Procession of the mummy of Saint Speridian, the miracle-maker.
The start of a wonderful book. Miller and the Colossus of Maroussi setting out.
Among all the muddles and the mysteries of this enchanting island this is an ordinary picture postcard of the Rue de Rivoli in Corfu. You see, I don’t know what happens to people, but the various conquerers of the island fell dead asleep the minute they arrived there. The British arrived and they set up a very handsome government house, imitation of Malta, in red Malta stone and then they went to sleep. Then the French arrived and they said listen, this could easily be a little Paris, couldn’t it? And so they started on the Rue de Rivoli which ends just at the end of that arcade there and they fell asleep, but meanwhile, the Arcades in good Italian Levantine style got taken over by bars, and that is the Ionian Bar where you can have the happiest drinks in the warmest sunlight in the most melodious fashion in the world today.
This should make your blood run cold. You wouldn’t sit on an atom bomb and light a cigar, would you? This young poet so pleased with himself, what is he doing? He’s leaning on the great omphalos, the great bellybutton of the world at Delphi. In those days, Delphi had no barbed wire around it and the omphalos was lying about in a field for anyone to sit on—I could have taken it home in the car if I could have lifted it.
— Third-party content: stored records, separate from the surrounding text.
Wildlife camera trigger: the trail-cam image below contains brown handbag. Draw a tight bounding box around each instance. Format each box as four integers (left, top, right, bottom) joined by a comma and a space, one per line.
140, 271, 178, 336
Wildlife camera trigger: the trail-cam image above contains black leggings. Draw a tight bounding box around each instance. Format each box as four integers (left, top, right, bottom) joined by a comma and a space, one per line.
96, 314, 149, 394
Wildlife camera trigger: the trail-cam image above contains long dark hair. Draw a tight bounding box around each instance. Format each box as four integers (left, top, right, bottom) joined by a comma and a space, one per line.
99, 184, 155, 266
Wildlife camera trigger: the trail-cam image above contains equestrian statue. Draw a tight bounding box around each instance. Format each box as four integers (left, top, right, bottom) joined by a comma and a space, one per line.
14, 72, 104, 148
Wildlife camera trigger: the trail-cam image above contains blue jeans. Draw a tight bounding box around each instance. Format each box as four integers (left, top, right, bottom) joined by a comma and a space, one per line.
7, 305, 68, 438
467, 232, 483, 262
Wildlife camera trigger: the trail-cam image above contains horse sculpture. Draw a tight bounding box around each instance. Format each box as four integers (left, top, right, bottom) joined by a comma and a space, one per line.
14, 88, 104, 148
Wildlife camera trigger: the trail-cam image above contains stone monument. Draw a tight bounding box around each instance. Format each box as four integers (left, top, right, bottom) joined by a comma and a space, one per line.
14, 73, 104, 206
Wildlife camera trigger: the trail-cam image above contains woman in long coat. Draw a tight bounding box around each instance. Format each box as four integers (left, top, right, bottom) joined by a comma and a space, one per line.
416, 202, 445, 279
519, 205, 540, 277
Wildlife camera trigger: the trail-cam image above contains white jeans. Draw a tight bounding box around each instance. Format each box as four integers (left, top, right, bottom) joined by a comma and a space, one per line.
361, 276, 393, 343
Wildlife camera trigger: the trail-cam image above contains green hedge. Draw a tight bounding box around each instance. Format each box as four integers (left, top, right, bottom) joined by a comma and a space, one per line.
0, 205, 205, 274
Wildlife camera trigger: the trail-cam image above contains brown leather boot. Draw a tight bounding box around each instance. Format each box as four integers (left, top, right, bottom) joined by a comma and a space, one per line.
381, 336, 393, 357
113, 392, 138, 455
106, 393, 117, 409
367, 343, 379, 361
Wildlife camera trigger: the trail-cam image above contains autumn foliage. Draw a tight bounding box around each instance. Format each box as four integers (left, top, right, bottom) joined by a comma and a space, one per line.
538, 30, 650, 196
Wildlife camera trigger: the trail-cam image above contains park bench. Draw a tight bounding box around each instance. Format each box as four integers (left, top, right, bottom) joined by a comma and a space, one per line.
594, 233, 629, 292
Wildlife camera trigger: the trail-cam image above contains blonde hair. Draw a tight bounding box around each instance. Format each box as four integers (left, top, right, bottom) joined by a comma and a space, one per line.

It’s the ancient Greek center of the world and of course, all the more dangerous for a poet to do that sort of thing, to take up that blood-curdling arrogant attitude because right next door is the shrine with the Pythea where the goddess of all poetic inspiration officiates, and she could really have driven him mad. If she had turned over in bed he would have been crushed like a bed bug. She must have been asleep or away for the weekend when he did that. But I thought as sort of a cautionary tale, as a cautionary warning it was worth showing you that. Phew!